Next js Appwrite cookie #2
i om on the way opening it 😉
ahhh ja, i've been there, its a good starting point, but there is right away after you are starting coding, the next trap - they are making use of the anonymous account - which has another flow than using the email session
which @fafa for sure is also aware of, as I understood from his/her last posts 😉
Yeah, I researched a lot and this is so far what been working well for me.
Just make sure you use the cookie header instead of using the actual cookie in requests, like this:
import { NextResponse } from "next/server";
import { headers } from "next/headers";
export const runtime = "edge";
export async function GET(request) {
try {
const headersList = headers();
const cookieHeader = headersList.get("cookie");
// Assume the last segment of the URL is the user ID
const galleryId = request.url.split("/").pop();
// Construct the URL for the external fetch
const fetchURL = `${process.env.NEXT_PUBLIC_API_URL}/v1/databases/65527f2aafa5338cdb57/collections/655cb829dbf6102f2436/documents/${galleryId}`;
const response = await fetch(fetchURL, {
method: "GET",
headers: {
"Content-Type": "application/json",
"X-Appwrite-Project": `${process.env.NEXT_PUBLIC_APPWRITE_PROJECT_ID}`,
"X-Appwrite-Response-Format": "1.4.0",
Cookie: cookieHeader,
},
});
if (!response.ok) {
throw new Error("Failed to fetch data");
}
const data = await response.json();
return NextResponse.json(data, { status: 200 });
} catch (error) {
return NextResponse.json(error.message, { status: 500 });
}
}
Because the session cookie is (and should be) HTTPOnly and Secure, so you cannot read the cookie 🙂
Did you read the readme?
so @fafa ...that means you are also using your app on the same base-domain, like the one your self-hosted appwrite instance is running on...?

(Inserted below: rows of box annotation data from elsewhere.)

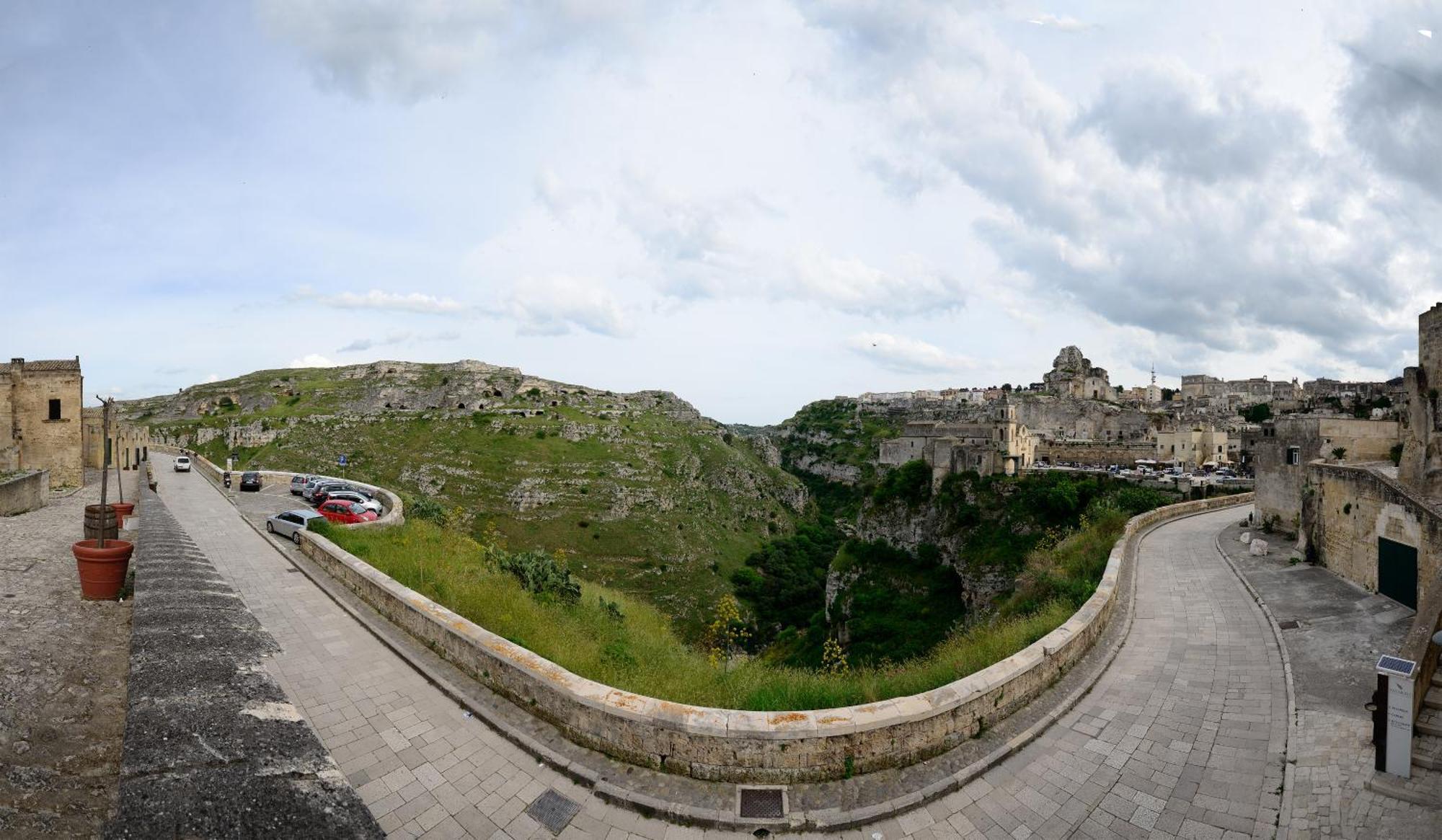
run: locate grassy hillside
[125,362,806,638]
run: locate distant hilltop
[120,359,701,420]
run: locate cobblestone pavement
[162,459,1286,840]
[1218,511,1442,840]
[0,472,140,839]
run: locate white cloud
[258,0,665,102]
[336,330,460,353]
[846,332,976,373]
[286,353,336,368]
[497,275,632,337]
[1027,14,1093,32]
[771,247,965,317]
[296,286,472,314]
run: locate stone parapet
[151,443,405,529]
[105,488,382,840]
[301,494,1253,784]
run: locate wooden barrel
[85,505,120,540]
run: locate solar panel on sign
[1377,657,1417,677]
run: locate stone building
[1041,345,1116,399]
[878,401,1037,482]
[1178,373,1304,405]
[1156,426,1230,469]
[0,356,85,487]
[81,405,150,469]
[1243,414,1397,533]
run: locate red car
[316,500,376,526]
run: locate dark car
[310,481,350,507]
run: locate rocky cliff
[120,361,808,631]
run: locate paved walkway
[1218,508,1442,840]
[157,456,1286,840]
[0,471,140,839]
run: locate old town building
[0,356,85,487]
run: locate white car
[317,491,385,517]
[265,511,324,546]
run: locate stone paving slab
[152,459,1304,840]
[0,471,140,839]
[1217,511,1442,840]
[105,490,381,840]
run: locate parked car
[310,481,352,505]
[317,500,379,526]
[265,511,324,546]
[324,490,385,517]
[300,475,337,503]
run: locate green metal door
[1377,537,1417,609]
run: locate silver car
[326,490,385,517]
[265,511,324,546]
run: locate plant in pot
[71,398,136,601]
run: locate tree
[705,595,751,666]
[1239,402,1272,423]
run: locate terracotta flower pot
[71,540,136,601]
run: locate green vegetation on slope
[322,521,1071,712]
[733,473,1177,667]
[131,365,805,640]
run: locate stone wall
[1247,414,1397,534]
[153,443,405,529]
[104,488,382,840]
[0,469,50,517]
[301,495,1252,784]
[1302,464,1442,614]
[81,405,150,469]
[1037,441,1156,467]
[0,358,85,487]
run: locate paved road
[0,471,140,840]
[157,456,1286,840]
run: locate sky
[0,0,1442,423]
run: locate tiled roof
[0,359,81,373]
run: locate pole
[95,397,110,549]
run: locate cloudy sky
[0,0,1442,423]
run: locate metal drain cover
[526,790,581,834]
[737,788,786,820]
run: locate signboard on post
[1377,657,1417,779]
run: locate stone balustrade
[293,494,1253,784]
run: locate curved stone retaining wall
[150,443,405,529]
[301,494,1253,784]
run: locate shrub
[405,497,446,526]
[493,549,581,604]
[871,459,932,507]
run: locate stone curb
[104,476,382,840]
[1213,508,1301,840]
[203,464,1252,831]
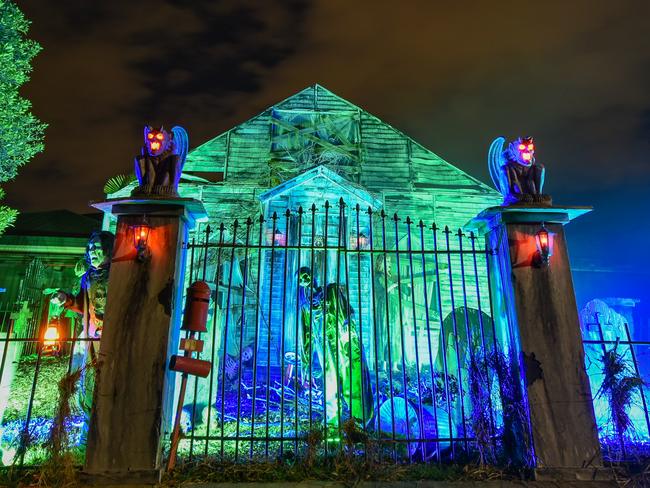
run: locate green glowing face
[87,239,108,268]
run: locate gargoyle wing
[172,125,189,188]
[488,136,510,198]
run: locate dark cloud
[2,0,650,272]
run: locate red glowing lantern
[133,222,151,261]
[267,229,287,247]
[350,232,369,250]
[535,224,553,265]
[133,224,151,250]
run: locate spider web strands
[179,202,520,463]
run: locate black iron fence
[180,199,529,461]
[581,300,650,461]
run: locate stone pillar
[473,205,602,470]
[84,199,205,483]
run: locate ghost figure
[50,231,115,420]
[132,126,188,197]
[488,137,550,205]
[298,267,374,429]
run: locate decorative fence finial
[488,137,551,206]
[131,125,188,197]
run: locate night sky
[6,0,650,302]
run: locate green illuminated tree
[0,0,46,234]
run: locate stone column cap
[464,205,593,234]
[90,197,208,228]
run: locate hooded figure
[50,231,115,415]
[298,267,373,428]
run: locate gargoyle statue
[131,126,188,197]
[488,137,551,205]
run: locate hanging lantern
[43,321,61,356]
[133,224,151,249]
[535,224,553,266]
[267,229,287,247]
[133,222,151,261]
[350,232,369,250]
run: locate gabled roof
[259,166,382,209]
[6,209,102,238]
[185,84,500,198]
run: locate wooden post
[473,206,602,475]
[84,199,205,483]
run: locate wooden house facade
[105,85,501,374]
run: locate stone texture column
[473,206,602,471]
[84,199,205,483]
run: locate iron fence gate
[179,199,527,461]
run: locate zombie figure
[298,267,374,428]
[488,137,548,205]
[51,231,114,414]
[132,126,188,196]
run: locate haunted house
[105,85,501,378]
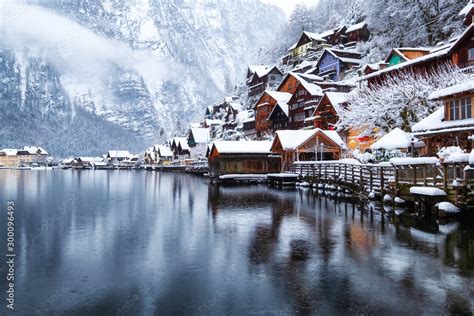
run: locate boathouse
[271,128,345,171]
[208,141,280,177]
[412,80,474,156]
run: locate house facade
[412,80,474,155]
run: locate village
[144,2,474,212]
[0,3,474,212]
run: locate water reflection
[0,171,474,315]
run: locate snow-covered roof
[205,119,222,126]
[370,127,411,150]
[191,127,211,144]
[76,157,104,163]
[390,157,439,166]
[326,91,347,112]
[213,141,272,154]
[107,150,131,158]
[459,1,474,16]
[299,79,323,96]
[346,21,367,33]
[268,103,289,118]
[0,148,18,156]
[410,187,446,196]
[265,90,292,104]
[249,65,280,78]
[303,31,326,42]
[411,106,474,133]
[360,24,474,80]
[429,80,474,100]
[275,128,345,150]
[155,145,173,157]
[20,146,48,155]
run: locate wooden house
[268,103,289,133]
[382,47,430,68]
[247,66,283,100]
[305,92,347,130]
[412,80,474,155]
[242,117,257,139]
[208,141,280,177]
[316,48,362,81]
[271,128,345,171]
[459,0,474,26]
[288,79,323,129]
[289,32,330,64]
[255,90,291,138]
[17,146,49,165]
[344,22,370,46]
[153,145,173,164]
[361,24,474,85]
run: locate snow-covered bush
[337,65,469,132]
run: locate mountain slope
[0,0,285,155]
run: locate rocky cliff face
[0,0,285,155]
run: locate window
[449,100,459,121]
[461,98,472,120]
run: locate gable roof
[272,128,345,151]
[189,127,211,144]
[268,103,289,119]
[19,146,48,155]
[155,145,173,157]
[411,106,474,135]
[107,150,131,158]
[276,71,323,91]
[346,21,367,33]
[211,140,272,154]
[316,48,362,67]
[359,24,474,80]
[370,127,411,150]
[428,80,474,100]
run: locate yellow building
[0,149,20,168]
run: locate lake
[0,170,474,315]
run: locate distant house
[384,47,430,67]
[107,150,132,164]
[242,117,257,139]
[271,128,345,171]
[0,148,20,168]
[188,127,211,158]
[255,90,291,137]
[287,32,331,66]
[17,146,48,165]
[459,0,474,26]
[361,24,474,85]
[288,79,323,129]
[316,48,362,81]
[268,102,289,133]
[208,141,280,177]
[305,92,347,130]
[247,66,283,100]
[412,80,474,155]
[153,145,173,164]
[344,22,370,46]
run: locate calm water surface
[0,170,474,315]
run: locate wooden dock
[267,173,299,187]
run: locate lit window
[461,98,472,120]
[449,100,459,121]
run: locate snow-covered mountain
[0,0,285,155]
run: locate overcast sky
[262,0,318,17]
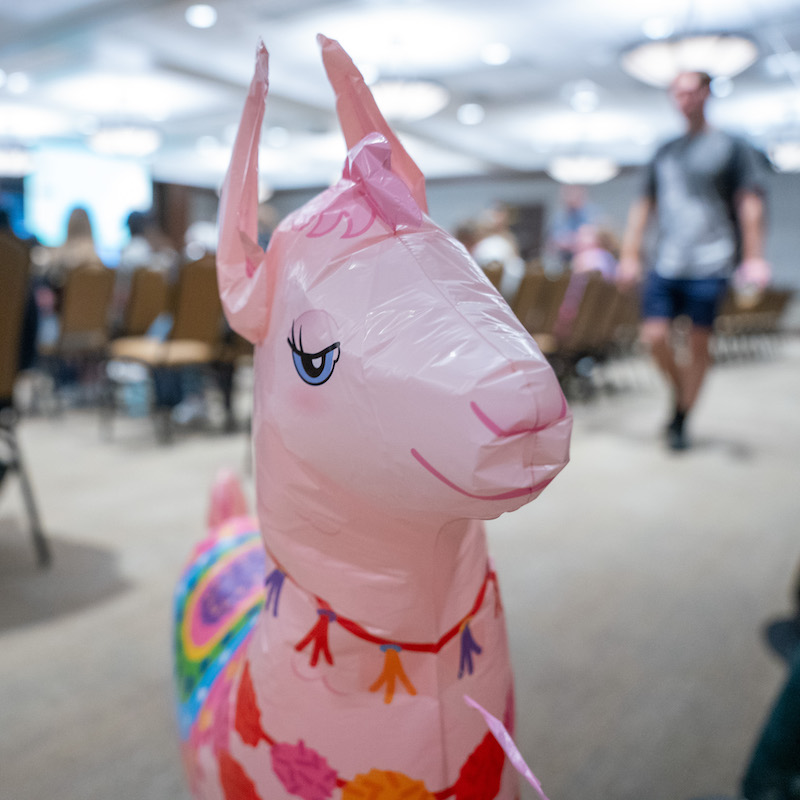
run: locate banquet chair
[0,236,51,566]
[39,263,114,412]
[103,255,222,441]
[482,261,503,289]
[122,267,170,336]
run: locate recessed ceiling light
[372,80,450,122]
[562,80,600,114]
[184,3,217,28]
[481,42,511,67]
[0,103,71,141]
[710,75,733,97]
[264,125,289,147]
[547,156,619,185]
[456,103,486,125]
[642,17,675,39]
[6,72,31,94]
[89,125,161,157]
[0,147,33,178]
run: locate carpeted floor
[0,342,800,800]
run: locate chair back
[59,264,114,352]
[169,254,222,345]
[558,272,617,354]
[483,261,503,289]
[514,271,569,335]
[0,234,30,400]
[124,267,169,336]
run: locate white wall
[272,170,800,289]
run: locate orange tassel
[294,608,336,667]
[369,644,417,704]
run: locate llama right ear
[217,40,276,343]
[317,33,428,212]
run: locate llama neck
[259,484,487,641]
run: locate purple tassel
[264,567,286,617]
[458,622,483,678]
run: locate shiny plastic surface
[176,37,571,800]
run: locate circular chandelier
[620,34,758,88]
[546,155,619,186]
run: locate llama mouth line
[411,447,553,500]
[469,394,567,438]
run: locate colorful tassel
[369,644,417,704]
[294,608,336,667]
[458,620,483,678]
[264,567,286,617]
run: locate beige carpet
[0,342,800,800]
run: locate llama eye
[287,327,339,386]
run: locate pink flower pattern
[272,739,336,800]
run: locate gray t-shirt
[645,129,762,278]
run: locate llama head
[218,40,571,519]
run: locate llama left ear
[317,33,428,213]
[217,41,276,343]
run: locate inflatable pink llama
[176,37,571,800]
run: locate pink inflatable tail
[208,470,249,531]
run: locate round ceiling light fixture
[768,141,800,172]
[546,156,619,186]
[371,79,450,122]
[0,147,33,178]
[184,3,217,28]
[620,34,758,88]
[89,125,161,158]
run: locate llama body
[176,40,571,800]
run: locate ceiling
[0,0,800,189]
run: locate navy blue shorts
[642,272,728,328]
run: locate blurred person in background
[31,206,103,297]
[617,72,769,450]
[547,185,599,272]
[572,220,619,281]
[470,205,525,304]
[111,211,179,331]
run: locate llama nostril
[469,393,567,437]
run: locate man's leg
[641,317,683,396]
[679,325,711,414]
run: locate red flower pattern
[453,733,506,800]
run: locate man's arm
[736,190,770,288]
[617,196,655,284]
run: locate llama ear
[217,40,275,342]
[317,33,428,212]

It's the same idea, just different API call
i'll have a check again right now
My appwrite instance is not on the same domain. It doesn't need to be either 😄
i thought so, as far as i understood the code and docs, but @Drake you just mentioned it should....or did i missunderstand you?
Well, not for my case, that is.
The most important part is having the platform added (web) so the api calls work
I do use a custom domain using a subdomain, but it also works going directly to my other main domain :)
so @Drake you was stating that both apps have to be on the same main domain, meaning one could be on the domain, and one on some subdomain should be okay?
the emote steven 💀 what does that even mean <:1lolol:638463120632709144>
Yes, that's okay. Like Appwrite custom domain at appwrite.example.com and your nextjs running on example.com
This domain, that domain. It's confusing without details
This is explained in the readme
Haha
okay, understand - but on the other hand, if I have my client calling/requesting a nextjs route, which then calls the appwrite api, and receives the email/session cookies including the hash from the api, and then returning the response (including the just received header/cookie object) to the client, which in turn saves the two "a_session_..." cookies to the browser - would not that be completely okay, also if the appwrite api runs on any other domain, as long as the domain name is saved as the value to the "domain"-key inside of the above mentioned cookies? Becaus then, any call from this domain, should be able to read the cookies, if the client does a request directly to this domain...?
or am I missing some part...
It's a little confusing and hard to understand without concrete examples of domains...
What you should do, is create custom domain called for example api.nextjs.com, where your project page would be nextjs.com. This is the best way
i'll give it a try, and get back to you! Thank you both!